Now to make a headway with this problem, let’s recognize that we’re looking for an average acceleration, which means that we can effectively assume a constant acceleration throughout the whole time that the shell’s accelerating through the mortar. Now when you hear constant acceleration, then we enter into the world of kinematic equations. But before we revisit our list of equations, let’s just describe a little bit what’s going on here between the time that the shell is at rest in the muzzle and the time that it leaves the muzzle. So here we have a-a close up view of our mortar. And we have two times, we’re calling them the initial time, 𝑡 sub 𝑖, and the final time, 𝑡 sub 𝑓. At 𝑡 sub 𝑖, that initial time, our fireworks shell is at rest in the bottom of the mortar, and it’s ready to be accelerated by the ignition and explosion of the gases coming out of the mortar. So at that point, the shell has an initial velocity of zero meters per second. Now don’t confuse this 𝑣 sub 𝑖 with the previous 𝑣 sub 𝑖, which is actually the speed of the shell when it leaves the muzzle. So we’ve rescaled the time we’re talking about. And now our initial velocity is zero because we’re referring to the time when the shell was at the bottom of the muzzle.

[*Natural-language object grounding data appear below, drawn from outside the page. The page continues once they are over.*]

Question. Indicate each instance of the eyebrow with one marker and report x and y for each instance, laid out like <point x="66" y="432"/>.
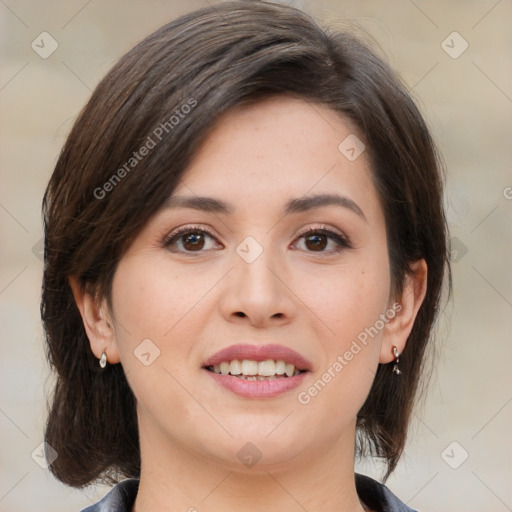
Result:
<point x="302" y="204"/>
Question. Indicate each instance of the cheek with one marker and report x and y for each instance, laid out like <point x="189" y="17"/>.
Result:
<point x="150" y="298"/>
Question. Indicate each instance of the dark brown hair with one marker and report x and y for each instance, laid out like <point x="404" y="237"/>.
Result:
<point x="213" y="59"/>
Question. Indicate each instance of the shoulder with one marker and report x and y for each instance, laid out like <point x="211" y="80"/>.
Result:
<point x="119" y="499"/>
<point x="378" y="496"/>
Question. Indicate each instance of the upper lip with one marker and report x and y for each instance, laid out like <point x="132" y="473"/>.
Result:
<point x="259" y="353"/>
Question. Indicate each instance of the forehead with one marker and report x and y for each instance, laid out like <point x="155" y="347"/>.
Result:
<point x="281" y="148"/>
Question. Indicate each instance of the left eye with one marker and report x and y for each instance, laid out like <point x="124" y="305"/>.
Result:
<point x="317" y="238"/>
<point x="191" y="240"/>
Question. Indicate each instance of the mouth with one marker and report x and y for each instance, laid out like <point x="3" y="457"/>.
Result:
<point x="257" y="371"/>
<point x="249" y="369"/>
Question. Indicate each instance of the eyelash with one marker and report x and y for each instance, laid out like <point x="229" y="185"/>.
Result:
<point x="341" y="241"/>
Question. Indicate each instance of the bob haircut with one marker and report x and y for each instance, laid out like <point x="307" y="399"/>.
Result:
<point x="170" y="89"/>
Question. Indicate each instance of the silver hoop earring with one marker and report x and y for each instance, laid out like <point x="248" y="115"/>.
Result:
<point x="397" y="355"/>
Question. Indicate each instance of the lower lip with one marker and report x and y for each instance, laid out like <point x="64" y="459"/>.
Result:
<point x="257" y="388"/>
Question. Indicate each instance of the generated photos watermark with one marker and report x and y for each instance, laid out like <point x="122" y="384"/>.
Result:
<point x="150" y="143"/>
<point x="305" y="397"/>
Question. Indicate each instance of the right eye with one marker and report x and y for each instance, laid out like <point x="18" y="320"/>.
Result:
<point x="187" y="240"/>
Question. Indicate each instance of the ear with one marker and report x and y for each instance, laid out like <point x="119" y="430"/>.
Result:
<point x="397" y="330"/>
<point x="97" y="321"/>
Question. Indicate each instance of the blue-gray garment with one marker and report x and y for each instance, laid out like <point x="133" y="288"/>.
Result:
<point x="374" y="494"/>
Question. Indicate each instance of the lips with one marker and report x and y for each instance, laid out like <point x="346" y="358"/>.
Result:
<point x="257" y="371"/>
<point x="259" y="353"/>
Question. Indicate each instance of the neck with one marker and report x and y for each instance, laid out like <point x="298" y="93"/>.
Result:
<point x="176" y="479"/>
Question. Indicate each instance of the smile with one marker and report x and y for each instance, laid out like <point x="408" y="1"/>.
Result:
<point x="249" y="369"/>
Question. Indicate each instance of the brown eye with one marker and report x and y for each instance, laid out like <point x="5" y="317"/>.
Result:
<point x="317" y="239"/>
<point x="188" y="240"/>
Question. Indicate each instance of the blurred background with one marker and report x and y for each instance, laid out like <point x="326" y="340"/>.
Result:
<point x="456" y="58"/>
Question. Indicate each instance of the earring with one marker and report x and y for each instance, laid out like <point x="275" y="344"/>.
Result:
<point x="397" y="355"/>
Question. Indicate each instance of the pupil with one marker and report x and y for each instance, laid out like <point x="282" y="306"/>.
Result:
<point x="317" y="243"/>
<point x="192" y="239"/>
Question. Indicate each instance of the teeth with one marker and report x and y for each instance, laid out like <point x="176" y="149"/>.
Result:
<point x="235" y="367"/>
<point x="254" y="370"/>
<point x="280" y="367"/>
<point x="267" y="368"/>
<point x="249" y="367"/>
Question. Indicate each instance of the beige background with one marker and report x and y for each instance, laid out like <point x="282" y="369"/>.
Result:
<point x="467" y="102"/>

Okay. So the shell is at the bottom of the muzzle at rest. Then the muzzle gunpowder is ignited. It explodes and forces the shell up and out of the muzzle. When the shell leaves the muzzle at the final time, it has acquired a velocity we’re calling the final velocity, 𝑣 sub 𝑓. And we solved for that final velocity in part one of this problem. So the 𝑣 sub 𝑓 in this part, part two of the problem, is equal to 𝑣 sub 𝑖 in part one. In other words, 𝑣 sub 𝑓 equals 46.4 meters per second. Great! So now we have our setup more clearly laid out. We know the length of our mortar, we know the initial speed that the shell had in the mortar, we know its final speed, and we wanna know what is the average acceleration this shell experienced as it moved through this mortar.

So now we’re ready to go back to our kinematic equations and see if we find a good match for this part two of our scenario. And in fact we find that the same equation we used earlier is a perfect fit for what we wanna find. Our final velocity is a known value, that’s 46.4 meters per second. Our initial velocity is known, that’s zero because our shell is at rest at first. The acceleration 𝑎 is what we’re looking to solve for. We’ve labelled that 𝑎 sub avg, that’s what we’re looking to solve for. And 𝑑, the distance, is in our case 𝑙, the length of the muzzle, which is given as 0.450 meters. So we’re now ready to use this simplified version of the equation to solve for the average acceleration that the shell experiences.

So here is that equation with the variables switched out to represent the variables that we’re working with, 𝑎 sub avg and 𝑙. Now we wanna solve for 𝑎 sub avg. So to do that, let’s divide both sides of the equation by two times 𝑙. When we do that, the two and the 𝑙 on the right-hand side of our equation cancel out, and we’re left with a final expression that reads: 𝑎 sub avg equals 𝑣𝑓 squared over two 𝑙.

Now we’re ready to plug in the values we know. 𝑣 sub 𝑓 is 46.4 meters per second and 𝑙 is 0.450 meters. When we enter these numbers into our calculator, we end up with an average acceleration of 2.40 times 10 to the third meters per second squared. That’s the average acceleration that our shell experiences over this speeding-up process from being at rest in the bottom of the muzzle to leaving the muzzle with its maximum velocity.

And that completes the second part of this two-part question.